🤖 AI Summary
This paper studies Online Two-Stage Submodular Maximization (O2SSM): given a sequence of submodular functions arriving online, the goal is to dynamically maintain a feasible base set under matroid constraints so as to maximize the expected maximum value of a subsequently drawn random objective function over the restricted set. We introduce the O2SSM framework for the class of weighted threshold potential functions, integrating online learning with submodular optimization via an algorithm combining threshold sampling, gradient estimation, and a greedy strategy respecting matroid constraints.
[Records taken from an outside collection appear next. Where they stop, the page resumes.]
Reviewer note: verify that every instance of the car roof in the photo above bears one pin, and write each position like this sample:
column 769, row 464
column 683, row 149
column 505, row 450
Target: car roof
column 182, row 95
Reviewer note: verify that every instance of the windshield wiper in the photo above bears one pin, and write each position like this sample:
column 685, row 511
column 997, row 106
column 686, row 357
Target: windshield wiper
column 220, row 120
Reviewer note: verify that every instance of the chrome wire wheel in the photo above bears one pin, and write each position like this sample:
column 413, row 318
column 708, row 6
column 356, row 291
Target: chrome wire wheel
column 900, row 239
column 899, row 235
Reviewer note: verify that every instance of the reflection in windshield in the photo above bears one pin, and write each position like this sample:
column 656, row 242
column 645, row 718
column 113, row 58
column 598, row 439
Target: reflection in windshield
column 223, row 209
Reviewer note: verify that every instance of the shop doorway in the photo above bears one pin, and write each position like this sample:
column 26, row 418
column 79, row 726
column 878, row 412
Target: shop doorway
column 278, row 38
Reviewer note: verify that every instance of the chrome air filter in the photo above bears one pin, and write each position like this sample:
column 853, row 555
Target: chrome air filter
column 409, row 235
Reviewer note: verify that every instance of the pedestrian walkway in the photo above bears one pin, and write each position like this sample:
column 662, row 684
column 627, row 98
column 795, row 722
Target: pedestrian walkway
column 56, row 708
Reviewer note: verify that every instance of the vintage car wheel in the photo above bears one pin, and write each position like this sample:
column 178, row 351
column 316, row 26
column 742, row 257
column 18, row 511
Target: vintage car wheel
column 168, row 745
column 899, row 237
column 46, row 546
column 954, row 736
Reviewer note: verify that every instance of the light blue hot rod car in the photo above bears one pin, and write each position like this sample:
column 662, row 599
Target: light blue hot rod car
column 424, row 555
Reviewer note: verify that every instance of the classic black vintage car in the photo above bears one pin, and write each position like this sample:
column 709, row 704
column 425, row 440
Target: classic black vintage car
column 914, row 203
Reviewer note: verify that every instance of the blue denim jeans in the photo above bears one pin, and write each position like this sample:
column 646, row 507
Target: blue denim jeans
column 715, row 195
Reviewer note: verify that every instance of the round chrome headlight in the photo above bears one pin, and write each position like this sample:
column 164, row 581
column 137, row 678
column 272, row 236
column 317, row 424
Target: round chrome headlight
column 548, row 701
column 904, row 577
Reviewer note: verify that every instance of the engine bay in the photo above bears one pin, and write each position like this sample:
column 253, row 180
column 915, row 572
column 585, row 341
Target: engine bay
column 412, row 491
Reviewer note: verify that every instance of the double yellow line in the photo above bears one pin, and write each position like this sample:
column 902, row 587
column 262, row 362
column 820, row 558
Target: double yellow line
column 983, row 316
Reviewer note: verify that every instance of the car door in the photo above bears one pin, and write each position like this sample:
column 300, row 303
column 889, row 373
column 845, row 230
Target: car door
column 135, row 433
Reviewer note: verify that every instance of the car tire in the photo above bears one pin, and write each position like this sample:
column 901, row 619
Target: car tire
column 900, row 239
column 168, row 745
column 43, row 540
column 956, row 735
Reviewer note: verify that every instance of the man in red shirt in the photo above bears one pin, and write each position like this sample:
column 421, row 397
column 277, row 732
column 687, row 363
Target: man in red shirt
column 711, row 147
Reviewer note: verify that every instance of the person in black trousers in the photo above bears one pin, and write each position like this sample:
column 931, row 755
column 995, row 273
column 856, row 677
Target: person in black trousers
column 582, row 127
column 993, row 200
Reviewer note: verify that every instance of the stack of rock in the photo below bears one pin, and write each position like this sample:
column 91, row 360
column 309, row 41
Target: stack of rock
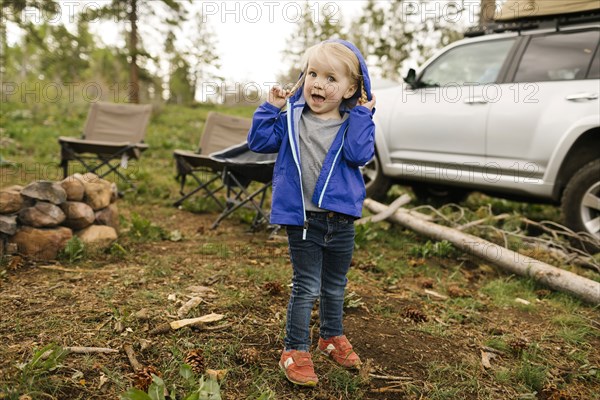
column 40, row 218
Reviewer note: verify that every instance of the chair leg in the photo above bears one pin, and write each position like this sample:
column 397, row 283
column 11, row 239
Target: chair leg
column 239, row 202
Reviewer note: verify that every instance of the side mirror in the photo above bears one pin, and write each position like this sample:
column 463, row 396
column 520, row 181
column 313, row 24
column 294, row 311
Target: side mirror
column 411, row 78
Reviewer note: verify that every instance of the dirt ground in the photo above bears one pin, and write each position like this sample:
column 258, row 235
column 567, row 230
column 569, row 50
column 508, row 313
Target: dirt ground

Theoretically, we establish a $(1-1/e)^2$-competitive sublinear regret bound under general matroids, and a tighter $(1-1/e)(1 - e^{-k} k^k / k!)$ bound under $k$-rank uniform matroids—matching the best-known approximation guarantee for the offline counterpart. Experiments on real-world datasets demonstrate that our method significantly outperforms baseline approaches.
📝 Abstract
Given a collection of monotone submodular functions, the goal of Two-Stage Submodular Maximization (2SSM) [Balkanski et al., 2016] is to restrict the ground set so an objective selected u.a.r. from the collection attains a high maximal value, on average, when optimized over the restricted ground set. We introduce the Online Two-Stage Submodular Maximization (O2SSM) problem, in which the submodular objectives are revealed in an online fashion. We study this problem for weighted threshold potential functions, a large and important subclass of monotone submodular functions that includes influence maximization, data summarization, and facility location, to name a few. We design an algorithm that achieves sublinear $(1 - 1/e)^2$-regret under general matroid constraints and $(1 - 1/e)(1-e^{-k}k^k/k!)$-regret in the case of uniform matroids of rank $k$; the latter also yields a state-of-the-art bound for the (offline) 2SSM problem. We empirically validate the performance of our online algorithm with experiments on real datasets.